Dana-Farber's Lisa Diller, MD, checks up on neuroblastoma patient Kane Goodman with the support of his mother, Tracy.

Dana-Farber's Lisa Diller, MD, checks up on neuroblastoma patient Kane Goodman with the support of his mother, Tracy.

As in about half of neuroblastoma patients, Brent McCreesh's cancer caused no diagnosable symptoms until it had spread to several organs and his bone marrow. The doctors at Yale-New Haven moved quickly. They implanted in his chest a flexible rubber catheter, which for the next year would serve as a port for medications, fluids, and blood transfusions, as well as easy access for blood samples.

The opening salvo of treatment was six rounds of combination chemotherapy to shrink the tumors before they were removed during three long operations by Robert Shamberger, MD, at Children's Hospital Boston. Back at Yale, Brent underwent 14 days of radiation therapy. Next, the Children's team prepared the coup de grace. Brent received a blast of high-dose chemotherapy designed to mop up any surviving cancer cells, and then had an infusion of his own blood stem cells (previously removed and stored) to rebuild his bone marrow. A few weeks later, the chemotherapy and stem cell transplant treatment was repeated, this time accompanied by total-body radiation.

At many U.S. cancer centers, Brent would have received a single stem cell transplant. But the Dana-Farber/Children's Hospital Cancer Care team has been pushing the treatment envelope for several years by adding a second transplant after an additional round of chemotherapy and radiation.

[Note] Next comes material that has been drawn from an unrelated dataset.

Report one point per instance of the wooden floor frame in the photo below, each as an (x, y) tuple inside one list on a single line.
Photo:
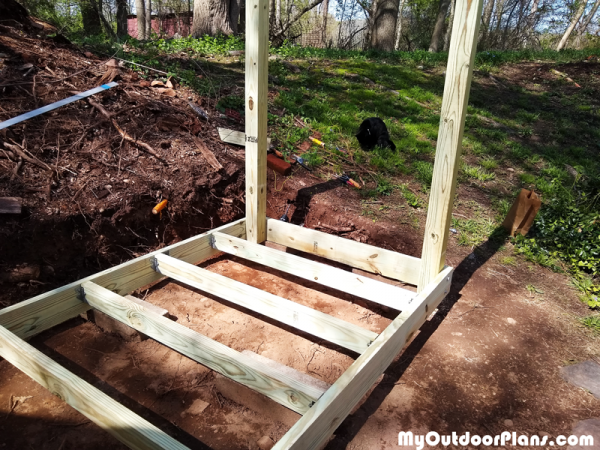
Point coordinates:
[(322, 410)]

Overall, the "very, very aggressive" double transplant treatment has upped the long-term survival rate to about 50 percent, says Diller. One child died during therapy, highlighting the tightrope that doctors are walking with current treatments for high-risk neuroblastoma patients. "We are at our limit with conventional chemotherapy, surgery, and radiation," she says. "Fortunately, a lot of new agents are being developed for this disease."